I also love the ceremony at graduations and dressing up in fancy clothes. I love the music and singing Gaudeamus. I cry during the National Anthem. And I love the speeches, full of hope and encouragement and advice. This graduation Emeritus Professor John Burroughs spoke and made two points. The first was to know yourself and what you can do and what you can’t. He wanted to be an All Black, but couldn’t. But he became a prominent figure in law in New Zealand. Sadly he said he couldn’t do mathematics, which I wish was an admission seen as similar to saying one couldn’t read. Why is it that people think it is okay to be bad at math? Or even something to be proud of? moving on…

The second point Prof Burroughs made is pertinent to the teaching of Statistics and Operations Research. He recalled the advent of the ballpoint pen when he was at school. Until then he had been at the mercy of dip or fountain pens. Then when the ballpoint pen arrived it revolutionized writing. His teachers weren’t impressed and often insisted that students stick with fountain pens so as not to ruin their penmanship. It was an example of technology and improvement and change and people’s reaction. When he was a lecturer in law at the University of Canterbury he eschewed computers and was probably called a Luddite, though not to his face. In his later career he has had to embrace the new technology, including Facebook, twitter, Google and the like (the Like?). And he has enjoyed it. He wishes he had ridden the wave at the time.

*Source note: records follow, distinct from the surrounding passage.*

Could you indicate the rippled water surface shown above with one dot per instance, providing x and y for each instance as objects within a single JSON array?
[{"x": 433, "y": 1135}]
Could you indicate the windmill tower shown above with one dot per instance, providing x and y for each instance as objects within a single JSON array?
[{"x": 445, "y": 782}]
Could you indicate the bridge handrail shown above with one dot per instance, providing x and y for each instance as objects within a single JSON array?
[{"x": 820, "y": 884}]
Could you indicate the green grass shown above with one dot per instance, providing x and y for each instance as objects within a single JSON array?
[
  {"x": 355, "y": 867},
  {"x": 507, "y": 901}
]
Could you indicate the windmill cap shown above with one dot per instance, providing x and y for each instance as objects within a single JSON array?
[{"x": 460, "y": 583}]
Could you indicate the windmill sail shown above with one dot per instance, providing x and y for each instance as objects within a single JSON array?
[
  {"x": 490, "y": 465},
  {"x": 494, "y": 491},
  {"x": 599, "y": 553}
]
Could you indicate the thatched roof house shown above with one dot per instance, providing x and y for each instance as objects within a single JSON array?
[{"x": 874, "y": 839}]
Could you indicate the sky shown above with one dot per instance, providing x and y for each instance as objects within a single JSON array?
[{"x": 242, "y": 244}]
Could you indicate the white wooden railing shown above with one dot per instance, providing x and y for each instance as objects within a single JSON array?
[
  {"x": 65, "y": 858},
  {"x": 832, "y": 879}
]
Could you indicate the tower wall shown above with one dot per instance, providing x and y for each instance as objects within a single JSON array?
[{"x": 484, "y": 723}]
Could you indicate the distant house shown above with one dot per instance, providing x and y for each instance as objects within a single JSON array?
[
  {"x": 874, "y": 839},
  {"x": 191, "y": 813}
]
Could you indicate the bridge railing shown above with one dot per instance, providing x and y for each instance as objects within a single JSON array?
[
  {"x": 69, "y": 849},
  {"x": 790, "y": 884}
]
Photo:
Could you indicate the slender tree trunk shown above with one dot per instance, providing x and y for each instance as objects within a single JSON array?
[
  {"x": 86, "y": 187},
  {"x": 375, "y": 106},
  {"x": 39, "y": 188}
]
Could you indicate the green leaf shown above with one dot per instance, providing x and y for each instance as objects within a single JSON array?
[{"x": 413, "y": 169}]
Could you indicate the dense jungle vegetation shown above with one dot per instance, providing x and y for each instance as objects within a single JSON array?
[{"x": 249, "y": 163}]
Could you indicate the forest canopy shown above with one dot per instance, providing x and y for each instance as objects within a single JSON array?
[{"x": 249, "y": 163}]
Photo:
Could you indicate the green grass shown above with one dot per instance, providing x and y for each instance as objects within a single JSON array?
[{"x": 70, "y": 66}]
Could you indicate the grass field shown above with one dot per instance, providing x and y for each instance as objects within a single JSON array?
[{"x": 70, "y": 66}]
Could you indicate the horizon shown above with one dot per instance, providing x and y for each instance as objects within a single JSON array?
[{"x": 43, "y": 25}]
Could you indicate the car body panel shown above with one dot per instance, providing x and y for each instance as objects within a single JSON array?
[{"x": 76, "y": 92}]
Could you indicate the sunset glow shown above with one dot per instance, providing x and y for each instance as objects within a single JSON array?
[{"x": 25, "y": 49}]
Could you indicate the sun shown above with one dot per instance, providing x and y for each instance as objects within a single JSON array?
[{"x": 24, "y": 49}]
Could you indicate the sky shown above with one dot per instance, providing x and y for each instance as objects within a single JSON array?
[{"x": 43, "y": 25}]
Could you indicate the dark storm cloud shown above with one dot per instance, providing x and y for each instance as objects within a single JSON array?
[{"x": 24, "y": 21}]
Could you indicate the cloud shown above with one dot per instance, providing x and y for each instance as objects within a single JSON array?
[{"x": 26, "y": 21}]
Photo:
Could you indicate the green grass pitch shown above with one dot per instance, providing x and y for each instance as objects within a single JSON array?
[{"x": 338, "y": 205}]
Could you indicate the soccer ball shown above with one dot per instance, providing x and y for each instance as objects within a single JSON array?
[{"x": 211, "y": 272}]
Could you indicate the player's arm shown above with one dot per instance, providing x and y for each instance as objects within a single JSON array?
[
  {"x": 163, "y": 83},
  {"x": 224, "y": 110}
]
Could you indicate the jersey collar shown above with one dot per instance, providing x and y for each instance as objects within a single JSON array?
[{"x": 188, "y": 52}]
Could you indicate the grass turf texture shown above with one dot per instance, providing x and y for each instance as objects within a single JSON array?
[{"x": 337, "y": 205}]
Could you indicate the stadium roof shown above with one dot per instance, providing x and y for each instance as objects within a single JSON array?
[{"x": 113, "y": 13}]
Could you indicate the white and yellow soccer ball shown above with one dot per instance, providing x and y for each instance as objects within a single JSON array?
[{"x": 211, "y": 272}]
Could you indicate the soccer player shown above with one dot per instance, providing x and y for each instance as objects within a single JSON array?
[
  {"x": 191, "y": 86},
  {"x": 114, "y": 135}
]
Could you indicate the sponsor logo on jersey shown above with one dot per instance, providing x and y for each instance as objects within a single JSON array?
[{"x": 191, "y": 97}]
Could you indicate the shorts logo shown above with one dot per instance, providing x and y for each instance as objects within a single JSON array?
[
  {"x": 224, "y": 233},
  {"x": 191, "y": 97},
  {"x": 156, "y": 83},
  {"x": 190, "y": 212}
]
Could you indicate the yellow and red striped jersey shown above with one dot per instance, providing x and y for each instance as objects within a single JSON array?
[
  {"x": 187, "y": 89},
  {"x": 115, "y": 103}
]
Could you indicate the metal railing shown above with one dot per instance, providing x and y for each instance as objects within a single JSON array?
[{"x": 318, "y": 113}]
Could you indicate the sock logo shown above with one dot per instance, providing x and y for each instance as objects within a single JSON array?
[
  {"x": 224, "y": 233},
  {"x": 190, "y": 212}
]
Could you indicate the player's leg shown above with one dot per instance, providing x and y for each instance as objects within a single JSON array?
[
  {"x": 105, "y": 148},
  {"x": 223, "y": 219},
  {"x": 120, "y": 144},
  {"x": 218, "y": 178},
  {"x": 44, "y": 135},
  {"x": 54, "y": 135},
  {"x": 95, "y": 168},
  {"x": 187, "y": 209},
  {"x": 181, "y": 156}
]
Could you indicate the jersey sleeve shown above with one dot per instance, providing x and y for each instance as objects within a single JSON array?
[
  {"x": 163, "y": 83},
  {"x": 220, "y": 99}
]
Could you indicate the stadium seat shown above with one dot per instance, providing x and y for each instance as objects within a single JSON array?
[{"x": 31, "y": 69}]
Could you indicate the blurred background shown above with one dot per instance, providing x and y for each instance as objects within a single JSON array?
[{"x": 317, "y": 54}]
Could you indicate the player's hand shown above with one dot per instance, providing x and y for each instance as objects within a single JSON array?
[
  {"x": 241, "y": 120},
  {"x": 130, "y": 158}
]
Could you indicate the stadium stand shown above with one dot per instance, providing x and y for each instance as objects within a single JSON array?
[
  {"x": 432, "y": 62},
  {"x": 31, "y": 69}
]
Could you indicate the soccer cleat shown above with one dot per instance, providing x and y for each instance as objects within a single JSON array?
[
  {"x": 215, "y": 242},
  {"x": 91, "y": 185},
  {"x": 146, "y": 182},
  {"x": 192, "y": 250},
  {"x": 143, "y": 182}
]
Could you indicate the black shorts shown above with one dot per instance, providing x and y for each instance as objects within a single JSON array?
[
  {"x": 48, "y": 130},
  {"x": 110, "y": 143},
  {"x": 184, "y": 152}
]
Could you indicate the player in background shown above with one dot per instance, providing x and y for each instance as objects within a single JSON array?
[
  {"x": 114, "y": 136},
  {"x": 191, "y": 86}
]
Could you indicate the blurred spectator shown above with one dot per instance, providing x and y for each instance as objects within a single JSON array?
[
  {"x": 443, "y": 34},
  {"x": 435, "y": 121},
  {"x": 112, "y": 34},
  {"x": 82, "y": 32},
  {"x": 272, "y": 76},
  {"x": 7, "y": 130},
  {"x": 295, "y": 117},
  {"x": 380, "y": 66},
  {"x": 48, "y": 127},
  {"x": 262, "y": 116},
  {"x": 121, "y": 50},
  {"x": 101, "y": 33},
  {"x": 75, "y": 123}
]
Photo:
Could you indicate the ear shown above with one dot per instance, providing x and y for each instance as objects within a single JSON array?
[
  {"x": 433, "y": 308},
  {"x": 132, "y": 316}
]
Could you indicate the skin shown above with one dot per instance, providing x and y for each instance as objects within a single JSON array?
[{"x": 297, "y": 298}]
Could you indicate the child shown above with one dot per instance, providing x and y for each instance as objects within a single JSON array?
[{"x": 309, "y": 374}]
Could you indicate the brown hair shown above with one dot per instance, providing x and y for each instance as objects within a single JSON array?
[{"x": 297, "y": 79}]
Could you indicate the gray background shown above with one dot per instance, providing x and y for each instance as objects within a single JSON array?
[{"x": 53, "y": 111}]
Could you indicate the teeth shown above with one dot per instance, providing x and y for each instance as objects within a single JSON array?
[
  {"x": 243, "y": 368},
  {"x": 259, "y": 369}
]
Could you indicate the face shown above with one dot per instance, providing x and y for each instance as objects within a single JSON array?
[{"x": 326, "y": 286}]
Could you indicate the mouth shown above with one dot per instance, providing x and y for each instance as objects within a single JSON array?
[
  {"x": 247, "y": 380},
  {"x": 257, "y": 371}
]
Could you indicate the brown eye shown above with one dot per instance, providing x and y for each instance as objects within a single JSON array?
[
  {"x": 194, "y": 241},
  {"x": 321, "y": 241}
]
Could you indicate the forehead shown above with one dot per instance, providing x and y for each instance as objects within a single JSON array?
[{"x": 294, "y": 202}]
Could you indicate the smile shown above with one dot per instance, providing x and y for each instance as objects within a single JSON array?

There will always be change. Prof Burroughes’s advice to the graduates was to try to anticipate and enjoy change. Change equals opportunity.

And now I get to the point. The widespread use of powerful computers has changed Statistics and Operations Research. What will not change is change. There will continue to be advances in the accessibility of our disciplines to the masses. And we need to embrace this. When I learned Statistics and Operations Research in the early 1980s there was little computing power available. We used Eton tables, and solved two-variable LPs on cartesian planes. We performed matrix operations and stochastic simulation by hand calculation. We learned Revised Simplex by hand. We used the Poisson approximation of the binomial distribution as that avoided tables going too high. When we used MiniSPSS we were allowed ten runs in which to produce a linear regression, and the emphasis was on the production rather than the interpretation of output.

That was then, and this is now, and I think too many teachers of Statistics and Operations Research have not moved on. There is certainly evidence of this in the textbooks. Recently a colleague and I reviewed all first year Operations Research textbooks, examining their treatment of Linear Programming. One of the textbooks was a later edition of one I had used in 1981. The later edition used the same example to teach LP. Much of what was in these textbooks did not recognize the powerful opportunity the spreadsheet provides to explore and understand models.

I have also been reviewing statistics textbooks, though there are too many to be exhaustive. Statistics textbooks too often are stuck in the days of the fountain pen, rather than embracing the great possibilities that are there with the power of the computer.

I challenge all teachers of Operations Research and Statistics to examine what they do and ask if it is the same way that they were taught. If the answer is yes, then some more thinking is called for. We have such amazing opportunities to teach so much better, to use real data, to make a real difference, that to be stuck in the old methods, using tables and formulas is close to a crime.